Like many filmmakers selected for this year’s New York Film Festival, Jia Zhangke gets more distribution internationally than in his native country. However, in Jia’s case, it is not because he is an elitist or lacks a popular following. In fact, many of his films have been widely seen through bootleg copies. It is simply a matter of government censorship. Despite his uncertain status with the official state film establishment, Jia is received like a favorite son when he revisits his home town and other scenes from his resolutely independent films in Walter Salles’ documentary, Jia Zhangke, a Guy from Fenyang (clip here), which screens during the 53rd New York Film Festival.

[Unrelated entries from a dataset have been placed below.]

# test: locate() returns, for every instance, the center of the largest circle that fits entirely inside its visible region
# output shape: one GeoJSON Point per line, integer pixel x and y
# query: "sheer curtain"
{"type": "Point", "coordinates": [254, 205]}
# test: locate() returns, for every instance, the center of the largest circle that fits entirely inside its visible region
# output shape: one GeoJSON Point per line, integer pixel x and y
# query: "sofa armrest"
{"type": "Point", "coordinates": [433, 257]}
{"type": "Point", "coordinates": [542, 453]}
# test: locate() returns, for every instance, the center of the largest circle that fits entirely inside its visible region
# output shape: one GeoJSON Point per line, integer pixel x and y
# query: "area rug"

The concept behind Guy from Fenyang is hardly a new one. Damien Ounouri essentially did the same thing in his hour-long documentary Xiao Jia Going Home from 2008. However, a lot can change in seven years, especially in today’s China. Nor is Jia one to be idol for long. Indeed, as Salles’ doc opens, Jia and actor Wang Hongwei walk through the streets of Fenyang that were lined with karaoke bars when they made their earlyfilms like Platform, but are ominously shuttered now.
For someone who cannot get his films approved for Mainland theatrical distribution, Jia sure has a lot of people approach him on the streets. Yet, he is always gracious about it. He also seems like a dutiful son when he visits his mother and eldest sister. In somewhat oblique fashion, Salles reveals the importance of family to Jia, especially with respects to his father. As a university faculty member, who had the profound misfortune of keeping a diary since his teenage years, the Cultural Revolution was especially difficult on Jia’s dad. It was also hard on his grandmother, who was the widow of a land-owning doctor. Clearly, his family’s experiences have influenced his work, most notably Platform, but there is a nonconformist humanist perspective reflected throughout his work. Of course, that is exactly why he has such trouble with the censors.

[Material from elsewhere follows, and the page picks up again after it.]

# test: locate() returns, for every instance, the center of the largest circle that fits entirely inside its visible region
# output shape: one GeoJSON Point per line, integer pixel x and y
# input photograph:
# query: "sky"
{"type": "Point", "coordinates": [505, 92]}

In addition to Jia, Salles also talks to several of his key collaborators, notably including his wife, muse, and frequent leading lady Zhao Tao, who explains how her life inspired The World. In accordance with Jia’s democratic spirit, Salles also elicits insights from his frequent cinematographer Yu Lik-wai and sound designer Zhang Yang. Fittingly, he liberally illustrates the film with clips of Jia’s work, but none are as evocative as the visually striking (and perhaps comparatively underrated) The World.
Picking up on Jia’s concerns regarding overdevelopment and callous demolition, Salles often compares and contrasts the locales of Jia’s film as they were then with their present radically altered conditions. It is hard to miss the devastation wrought on working class neighborhoods. Although Jia never gets explicitly political, we get a clear idea of the social inequities that distress him.